Maximum likelihood estimation (MLE) is used to construct the \(\theta\) score for examinee \(j\) based on their pattern of responses to items \(i\) where \((i = 1, 2, ..., k_{j})\). The likelihood for each examinee is:

\[\begin{equation} L_{j}(\theta_{j}|Z_{j},\mathbf{x})= \prod^{k_{j}}_{i=1} p_{i}(z_{ij}|\theta_{j},\mathbf{x}_{i}), \tag{2.1} \end{equation}\]

where \(Z_{j} = z_{1j}, z_{2j}, ...z_{kj}\) is the examinee’s response pattern and \(\mathbf{x} = \mathbf{x}_{1},\mathbf{x}_{2},...\mathbf{x}_{k_{j}}\) holds the operational item parameters. The probability of each item response, \(p_{i},\) is specified by the operational item response model.
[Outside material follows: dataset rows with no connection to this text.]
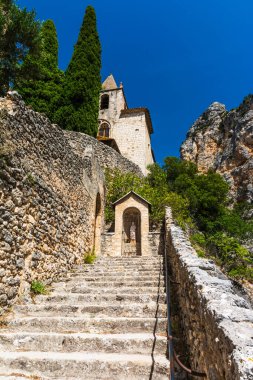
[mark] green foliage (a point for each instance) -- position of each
(89, 258)
(79, 103)
(38, 287)
(153, 188)
(42, 89)
(198, 203)
(30, 180)
(19, 35)
(234, 258)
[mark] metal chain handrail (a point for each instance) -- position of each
(173, 357)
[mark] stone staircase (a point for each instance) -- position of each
(104, 321)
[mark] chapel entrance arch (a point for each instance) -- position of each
(97, 227)
(131, 234)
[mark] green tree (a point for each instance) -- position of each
(19, 35)
(42, 90)
(79, 103)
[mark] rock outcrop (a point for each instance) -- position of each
(223, 141)
(107, 321)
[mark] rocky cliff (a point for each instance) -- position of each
(223, 141)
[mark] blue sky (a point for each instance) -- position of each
(173, 56)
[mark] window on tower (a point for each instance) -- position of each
(104, 103)
(104, 130)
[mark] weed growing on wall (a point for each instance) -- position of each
(199, 204)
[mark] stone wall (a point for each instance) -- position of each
(217, 320)
(106, 157)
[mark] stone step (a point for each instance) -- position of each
(89, 311)
(123, 289)
(88, 366)
(103, 283)
(81, 342)
(137, 260)
(113, 325)
(113, 264)
(117, 298)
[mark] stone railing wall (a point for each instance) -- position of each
(47, 200)
(106, 156)
(49, 185)
(217, 320)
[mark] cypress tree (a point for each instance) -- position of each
(80, 96)
(42, 89)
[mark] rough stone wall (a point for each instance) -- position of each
(223, 141)
(104, 155)
(47, 200)
(132, 137)
(130, 132)
(217, 321)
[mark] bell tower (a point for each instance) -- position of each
(125, 129)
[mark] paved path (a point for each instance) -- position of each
(106, 321)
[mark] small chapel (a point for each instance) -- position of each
(127, 130)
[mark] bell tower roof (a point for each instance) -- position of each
(109, 83)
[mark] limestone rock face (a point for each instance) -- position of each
(223, 141)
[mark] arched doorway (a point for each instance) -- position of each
(97, 227)
(131, 234)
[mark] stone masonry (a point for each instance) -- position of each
(104, 321)
(216, 319)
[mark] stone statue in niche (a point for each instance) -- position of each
(133, 234)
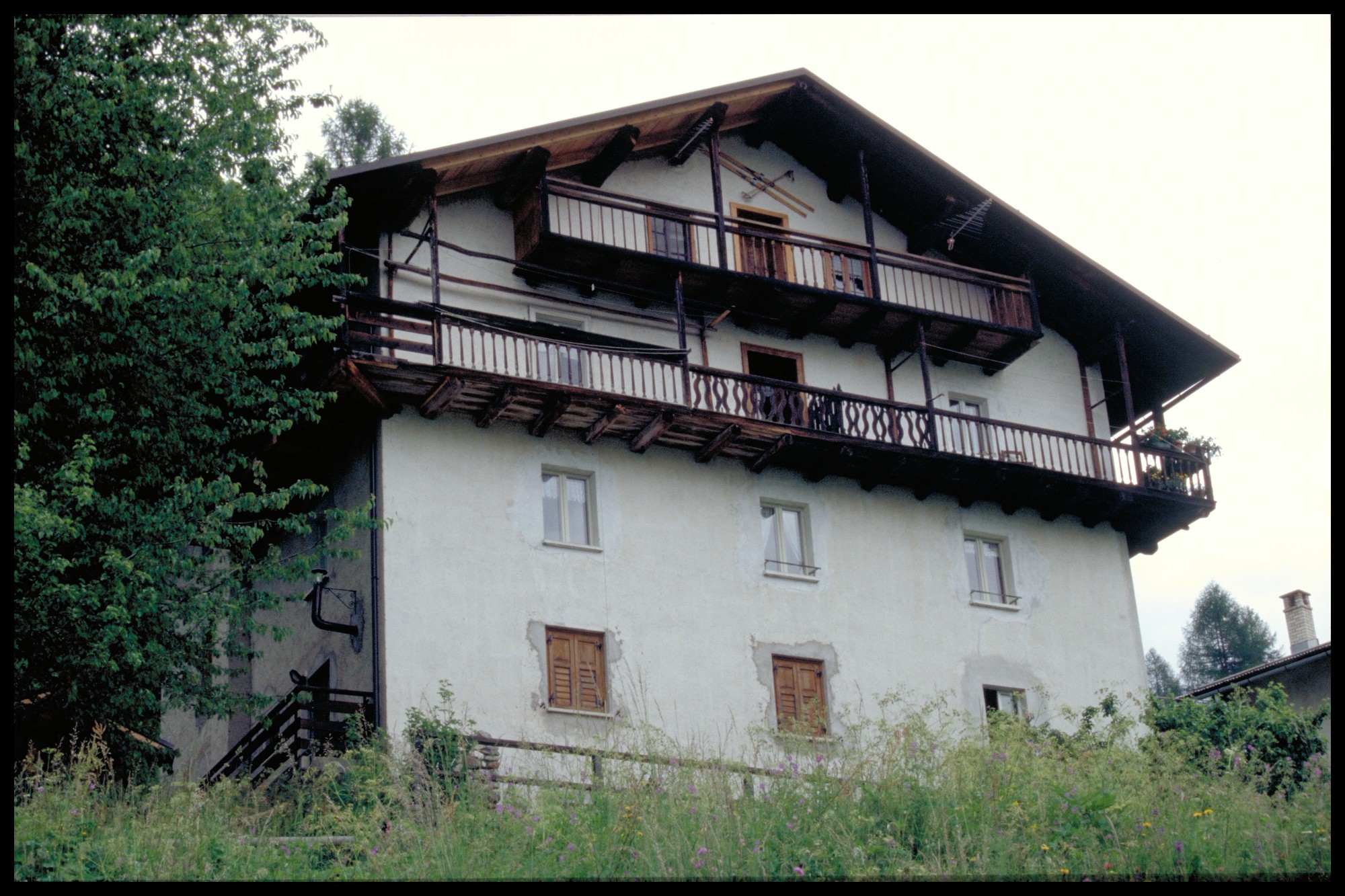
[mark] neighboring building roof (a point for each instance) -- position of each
(1265, 670)
(910, 186)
If item \(i\) is scored in two categories, the probability of a correct response is given by the two-parameter logistic model (2PL):

\[\begin{equation} p_{i}(z_{ij}=1) = \frac{exp[1.7a_{i}(\theta_{j}-b_{i})]}{1+exp[1.7a_{i}(\theta_{j}-b_{i})]}, \tag{2.2} \end{equation}\]

where \(exp\) refers to the exponential function, and \(a_{i}\) and \(b_{i}\) are the discrimination and difficulty parameters for item \(i\), respectively.

If item \(i\) is scored in \(m\) categories where \(m>2\), the probability of responding in category \(v\) where \(v=0,1,...,m-1\) is given by the generalized partial credit model (GPC; Muraki, 1992):

\[\begin{equation} p_{iv}(z_{ij}=v) = \frac{exp[1.7a_{i}(\sum_{r=0}^{v}\theta_{j}-b_{i}+d_{ir})]}{\sum_{c=0}^{m-1}exp[1.7a_{i}\sum_{r=0}^{c}(\theta_{j}-b_{i}+d_{ir})]}, \tag{2.3} \end{equation}\]

where \(d_{ir}\) are category boundary (threshold) parameters for item \(i\) and category \(r = 0,1,...,m-1\), with constraints that \(d_{i0}=0\) and \(\sum_{r=1}^{m-1}d_{ir}=0\). To estimate both the 2PL and GPC model parameters, flexMIRT (Cai, 2020) is used. The flexMIRT parameterization of the GPC is based on the fact that the GPC model is a constrained version of the nominal response model (Thissen et al., 2010):

\[\begin{equation} p_{iv}(z_{ij}=v) = \frac{exp(a_{i}\theta_{j}+d_{iv})}{\sum_{r=0}^{m-1}exp(a_{i}\theta_{j}+d_{ir})}, \tag{2.4} \end{equation}\]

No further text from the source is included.